Il pleuvine au Riau, les filles travaillent. Petit tour avec Sandra, Louise et Oscar. Lili accepte de poursuivre, à notre retour, l’odyssée qu’elle a commencé à me raconter avant-hier.
Léna, Jean-Claude l’âne et Papillona le papillon – pour qui les deux premiers ont bricolé une boîte de voyage – sont prêts. Léna achète encore au village un licol, une paire de rênes et la petite équipe peut se mettre en route avec, pour seule tâche, celle de parcourir le vaste monde et retrouver le père de Jean-Claude l’âne.
Ils décident d’abord de traverser la France ; ils s’engagent dans un petit chemin qu’ils suivent pendant deux jours, au bout duquel ils aperçoivent une maisonnette, ils s’approchent ; Léna frappe à la porte. Elle demande au vieil homme qui la lui ouvre de les héberger, elle, son âne et son papillon qui sommeille dans la boîte glissée dans une sacoche. Ça tombe bien, lui dit Ronald, car j’ai un vieux pré dans lequel paissait autrefois un âne que j’ai dû vendre parce que je n’étais plus en mesure de le nourrir.
Jean-Claude ! Jean-Claude ! L’homme se retourne, très étonné, le sien portait le même nom. Ils se rendent compte, après une courte discussion, qu’il s’agit du même animal. Ronald prépare un repas en racontant la longue et difficile histoire de l’âne avant que celui-ci ne rencontre Léna. Ronald l’avertit à la fin de la soirée qu’il ne pourra malheureusement pas l’héberger bien longtemps ; il doit en effet se rendre en ville dans trois jours, où il a trouvé une travail. Léna n’a pas l’intention de rester, elle souhaite en effet partir tôt le lendemain.
La petite équipe part à l’aube, mais l’étape ne sera pas bien longue ; Jean Claude en effet se gratte. Léna fouille soigneusement le pelage de son ami et finit pas mettre la main sur la cause de son désagrément : un cafard. Un cafard que Léna appelle Ralph et qu’elle glisse dans la boîte au papillon. Ils continuent leur chemin et finissent par atteindre Marseille. Ils ne s’y attardent pas, longent la côte avant de remonter jusqu’à Venise. Ils décident alors de prendre un gros bateau qui les conduira à Barcelone. Le bateau est si rapide qu’un jour de mer aura suffit.

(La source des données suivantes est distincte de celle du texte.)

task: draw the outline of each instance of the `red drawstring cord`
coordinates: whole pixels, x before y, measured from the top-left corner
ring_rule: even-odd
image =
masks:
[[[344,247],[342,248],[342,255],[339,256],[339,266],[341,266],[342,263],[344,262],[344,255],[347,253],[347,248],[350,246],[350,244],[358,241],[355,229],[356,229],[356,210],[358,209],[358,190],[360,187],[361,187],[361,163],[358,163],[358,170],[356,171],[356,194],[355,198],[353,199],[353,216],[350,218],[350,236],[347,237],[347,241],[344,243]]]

Léna prépare les bagages lorsque Barcelone apparait à l’horizon, tandis que Jean-Claude, Papillona et Ralph prennent un bain dans la grande piscine du pont arrière. Tout semble aller pour le mieux. Mais au moment de descendre du bateau, le capitaine demande à Léna ses titres de transport ; Léna avoue qu’elle n’en a pas et qu’elle n’a pas un sou. Le capitaine ne veut rien savoir et exige l’argent de la traversée. Léna lui explique qu’il n’a rien à craindre, que son père est roi d’un petit état aux confins de la Mongolie et qu’il paiera à coup sûr dès qu’elle pourra le joindre par téléphone.
Le capitaine refuse et avertit Léna que si elle ne lui remet pas les 2000 francs qu’elle lui doit, il la dénoncera à la police.
On s’arrête là, Arthur a téléphoné, il m’attend à l’arrêt de bus. Sandra a préparé une ratatouille et des raviolis. Après le repas, chacun repart à ses occupations. Je n’entends bientôt plus que le tic-tac du clavier de l’ordinateur sur lequel je dactylographie ces maigres notes.